The Triplets of Belleville
Written and directed by Sylvain Chomet


The Triplets of Belleville

First, the good news: Sylvain Chomet's "The Triplets of Belleville" is absolutely unlike any film you've ever seen before. It makes hash of all the recognizable tropes of story, character and place; it has no dialogue, but is silent in the same way Guy Maddin's "The Heart of the World" is silent, that is, it is filled with sounds and rhythms that work in place of language; and it is stuffed to bursting with animated cities, landscapes, buildings and a ship so tall and foreshortened that it looks like a thousand-foot-tall ballet dancer on pointe. With a propeller at her heel to move her across the ocean.

And its people are drawn with an eccentric style - a cross between Ronald Searle and George Booth - that emphasizes all the anatomical parts normally left off by conventional animators. No, I'm not speaking of genitalia but of quads, noses, eye corneas, fingers and elbows.

I loved the opening: a nightclub scene from Paris in the twenties, where the entertainment is the, well, the Triplets of Belleville - three slinky women who dance and sing and have a catchy rhythm they make up themselves. Then the camera pulls back and we see Champion, a little boy with an old man's face, and his grandmother Madame Souza, who are watching the Triplets on their old television set. We will meet the Triplets again.

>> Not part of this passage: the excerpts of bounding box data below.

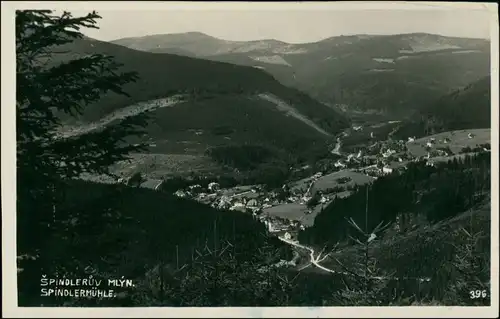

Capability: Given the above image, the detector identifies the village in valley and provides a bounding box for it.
[123,126,490,248]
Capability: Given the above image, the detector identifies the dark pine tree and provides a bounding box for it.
[16,10,148,305]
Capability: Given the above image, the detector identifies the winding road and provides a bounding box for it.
[278,237,431,282]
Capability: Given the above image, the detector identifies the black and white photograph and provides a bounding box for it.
[1,1,499,318]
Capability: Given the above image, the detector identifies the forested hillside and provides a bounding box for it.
[300,152,491,244]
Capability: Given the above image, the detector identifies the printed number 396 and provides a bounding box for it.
[469,290,488,299]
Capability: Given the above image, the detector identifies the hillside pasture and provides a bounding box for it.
[406,128,491,156]
[311,170,374,194]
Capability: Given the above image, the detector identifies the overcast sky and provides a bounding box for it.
[38,1,498,43]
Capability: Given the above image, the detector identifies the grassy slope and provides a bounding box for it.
[406,129,491,156]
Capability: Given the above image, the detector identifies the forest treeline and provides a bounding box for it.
[299,152,491,244]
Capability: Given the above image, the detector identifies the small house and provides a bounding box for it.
[382,166,392,174]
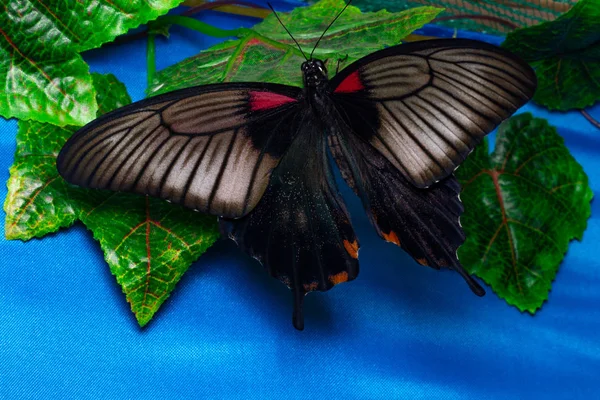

The story, if it can be called that, is an oblique assault on logic. Champion grows up to be a Tour de France racer, trained by his grandmother who follows him with a whistle in her mouth to set the rhythm of his cycling. But he is kidnapped by three men in black, who take him to a gambling den where he is part of the entertainment. Grandmother's chase, helped by the Triplets, the rescue and escape from the villains is the content of the rest of the film, though not its pleasure. The pleasure comes from Chomet's moments of great visual and aural invention - Grandmother's tuning the spokes of his bicycle, and then playing the rim like a drum. The rain of frogs, dynamited by one of the Triplets so everyone can have them for dinner. And so on. The film is filled with those goodies. You look for them around the edges of the screen.

Now for the bad news. The boy - the man, the racer - is hardly there. He's simply an object on screen. Grandmother and the Triplets - particularly the Triplets - are infinitely more interesting to us; they're people, characters; they're alive. Our interest flags, we look for the goodies instead of giving ourselves to the movie. Even at 82 minutes the film is too long. Chomet is a great animator but he needed a better writer. Nevertheless, it is a rare treat to see a film that so shamelessly goes its own way and owes so little to any of the conventions that constrict so many others.